4. Financials Overview

Source table
MetricLatest Qtr (Jun’25)YoY Qtr (Jun’24)Prev Qtr (Mar’25)YoY %QoQ %
Revenue (₹ Cr)110121126-9.3%-12.4%
EBITDA (₹ Cr)183428-47%-36%
PAT (₹ Cr)1.914.613.0-87%-85%
EPS (₹)0.231.731.54-87%-85%

Commentary: Sula’s quarterly numbers read like a bad afterparty. Revenues fell, profits crashed. OPM dropped from 27–33% highs to ~17%. This is not the “fine wine ageing” story investors wanted.


5. Valuation – Fair Value Range

  • P/E: CMP ₹251 ÷ EPS TTM ₹6.8 = 37x. Industry median ~33x.
  • EV/EBITDA: EV ₹2,424 Cr ÷ EBITDA ₹137 Cr = 17.7x.
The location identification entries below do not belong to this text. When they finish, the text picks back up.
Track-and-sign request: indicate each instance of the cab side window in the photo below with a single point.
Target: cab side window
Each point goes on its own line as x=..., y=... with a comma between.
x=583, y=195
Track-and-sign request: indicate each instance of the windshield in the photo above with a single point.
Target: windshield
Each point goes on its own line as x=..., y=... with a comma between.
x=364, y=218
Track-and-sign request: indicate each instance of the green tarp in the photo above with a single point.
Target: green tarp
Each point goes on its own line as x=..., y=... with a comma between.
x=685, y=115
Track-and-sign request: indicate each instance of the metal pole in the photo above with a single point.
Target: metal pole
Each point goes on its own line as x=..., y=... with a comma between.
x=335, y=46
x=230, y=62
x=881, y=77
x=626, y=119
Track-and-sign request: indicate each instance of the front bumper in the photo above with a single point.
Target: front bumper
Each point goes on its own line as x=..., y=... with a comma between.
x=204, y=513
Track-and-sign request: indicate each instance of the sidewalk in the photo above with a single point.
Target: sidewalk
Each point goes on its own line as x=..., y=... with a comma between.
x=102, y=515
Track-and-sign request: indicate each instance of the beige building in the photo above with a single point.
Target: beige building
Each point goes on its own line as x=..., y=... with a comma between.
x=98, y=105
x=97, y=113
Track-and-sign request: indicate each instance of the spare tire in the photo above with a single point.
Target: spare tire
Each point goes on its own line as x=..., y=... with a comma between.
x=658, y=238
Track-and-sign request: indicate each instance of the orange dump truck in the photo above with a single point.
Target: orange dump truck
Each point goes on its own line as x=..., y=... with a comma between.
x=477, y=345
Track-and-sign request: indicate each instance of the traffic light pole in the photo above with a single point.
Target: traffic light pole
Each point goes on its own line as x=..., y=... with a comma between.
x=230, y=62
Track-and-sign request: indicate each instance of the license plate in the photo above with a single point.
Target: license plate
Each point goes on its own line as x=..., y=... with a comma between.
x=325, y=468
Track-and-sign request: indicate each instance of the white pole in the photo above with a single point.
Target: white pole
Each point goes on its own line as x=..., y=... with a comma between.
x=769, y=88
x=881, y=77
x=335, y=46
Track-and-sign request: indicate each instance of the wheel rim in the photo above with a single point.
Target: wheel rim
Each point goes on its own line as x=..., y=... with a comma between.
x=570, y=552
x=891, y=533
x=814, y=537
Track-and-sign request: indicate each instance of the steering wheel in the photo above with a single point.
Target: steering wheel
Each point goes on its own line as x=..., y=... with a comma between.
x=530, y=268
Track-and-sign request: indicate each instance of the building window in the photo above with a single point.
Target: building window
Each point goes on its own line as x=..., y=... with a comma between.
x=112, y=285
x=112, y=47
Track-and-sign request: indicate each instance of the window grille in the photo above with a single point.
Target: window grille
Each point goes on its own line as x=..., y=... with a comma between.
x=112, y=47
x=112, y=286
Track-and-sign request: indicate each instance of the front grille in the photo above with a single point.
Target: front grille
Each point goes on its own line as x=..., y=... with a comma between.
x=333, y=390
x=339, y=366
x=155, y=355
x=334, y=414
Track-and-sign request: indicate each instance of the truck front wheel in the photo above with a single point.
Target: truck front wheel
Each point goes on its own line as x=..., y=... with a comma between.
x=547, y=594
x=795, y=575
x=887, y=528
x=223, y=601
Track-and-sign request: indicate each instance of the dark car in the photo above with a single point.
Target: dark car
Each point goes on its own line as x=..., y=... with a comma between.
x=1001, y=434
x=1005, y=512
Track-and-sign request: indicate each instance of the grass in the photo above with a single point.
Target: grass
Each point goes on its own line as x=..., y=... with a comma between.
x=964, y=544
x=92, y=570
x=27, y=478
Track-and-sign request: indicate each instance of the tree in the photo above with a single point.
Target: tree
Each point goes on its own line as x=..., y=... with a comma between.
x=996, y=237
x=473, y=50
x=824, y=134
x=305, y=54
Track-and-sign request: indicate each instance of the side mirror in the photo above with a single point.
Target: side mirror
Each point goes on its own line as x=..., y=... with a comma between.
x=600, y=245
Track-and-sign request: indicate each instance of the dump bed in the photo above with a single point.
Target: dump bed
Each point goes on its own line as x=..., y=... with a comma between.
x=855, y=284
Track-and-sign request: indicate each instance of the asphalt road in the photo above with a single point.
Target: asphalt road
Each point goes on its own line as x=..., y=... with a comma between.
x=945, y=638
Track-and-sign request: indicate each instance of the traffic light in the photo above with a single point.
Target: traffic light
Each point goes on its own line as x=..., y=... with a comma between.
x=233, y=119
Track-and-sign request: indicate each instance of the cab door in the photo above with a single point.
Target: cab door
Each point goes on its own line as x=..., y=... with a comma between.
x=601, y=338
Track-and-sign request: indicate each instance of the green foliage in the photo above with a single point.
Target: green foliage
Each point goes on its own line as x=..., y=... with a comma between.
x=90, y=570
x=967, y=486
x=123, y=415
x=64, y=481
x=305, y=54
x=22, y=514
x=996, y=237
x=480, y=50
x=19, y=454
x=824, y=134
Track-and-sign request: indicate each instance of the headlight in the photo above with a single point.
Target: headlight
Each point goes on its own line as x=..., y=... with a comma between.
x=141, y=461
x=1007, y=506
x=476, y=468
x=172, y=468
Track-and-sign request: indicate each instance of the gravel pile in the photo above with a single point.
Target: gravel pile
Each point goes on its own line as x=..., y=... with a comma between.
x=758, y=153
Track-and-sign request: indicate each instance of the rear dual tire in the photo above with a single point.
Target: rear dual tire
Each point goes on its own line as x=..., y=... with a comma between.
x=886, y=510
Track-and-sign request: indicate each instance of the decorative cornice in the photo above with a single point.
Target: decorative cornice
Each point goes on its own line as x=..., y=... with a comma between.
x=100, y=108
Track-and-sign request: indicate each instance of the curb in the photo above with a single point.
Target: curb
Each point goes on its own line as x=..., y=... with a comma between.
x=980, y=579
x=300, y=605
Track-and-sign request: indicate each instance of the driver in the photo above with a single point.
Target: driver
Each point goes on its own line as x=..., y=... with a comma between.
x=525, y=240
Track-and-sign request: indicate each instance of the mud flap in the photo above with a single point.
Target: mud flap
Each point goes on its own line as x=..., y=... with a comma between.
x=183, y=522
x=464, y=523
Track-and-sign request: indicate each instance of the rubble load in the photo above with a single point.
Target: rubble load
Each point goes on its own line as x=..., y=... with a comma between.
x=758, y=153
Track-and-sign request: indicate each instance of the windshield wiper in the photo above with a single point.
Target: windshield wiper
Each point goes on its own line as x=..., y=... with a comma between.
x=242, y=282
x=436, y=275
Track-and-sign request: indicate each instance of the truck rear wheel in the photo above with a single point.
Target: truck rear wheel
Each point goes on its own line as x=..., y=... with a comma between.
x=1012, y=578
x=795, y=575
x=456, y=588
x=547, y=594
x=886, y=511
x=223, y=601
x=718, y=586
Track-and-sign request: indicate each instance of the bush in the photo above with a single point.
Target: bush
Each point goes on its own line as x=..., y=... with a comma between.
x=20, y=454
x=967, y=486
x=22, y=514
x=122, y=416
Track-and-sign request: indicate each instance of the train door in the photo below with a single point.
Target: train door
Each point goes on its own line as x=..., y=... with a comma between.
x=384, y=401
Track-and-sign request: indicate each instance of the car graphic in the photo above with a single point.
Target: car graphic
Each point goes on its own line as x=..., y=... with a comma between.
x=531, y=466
Peer range = 12–20x.
  • DCF: Assume 10% revenue CAGR, stable 20–25% margins, WACC 11% → ₹200–₹300/share.

🎯 Fair Value Range = ₹200–₹300/share.
Disclaimer: This fair value range is for educational purposes only and is not investment advice.


6. What’s Cooking – News, Triggers, Drama

  • Apr 2024: Acquired ND Wines, expanded Nashik operations.
  • Feb 2025: Insider trading violation by connected person. Investor eyebrows raised.
  • May 2024: RASA Cabernet Sauvignon wins gold at Global Masters. International validation for desi grapes.
  • Aug 2024: SulaFest returns after COVID hiatus — but footfall is still 10% lower YoY.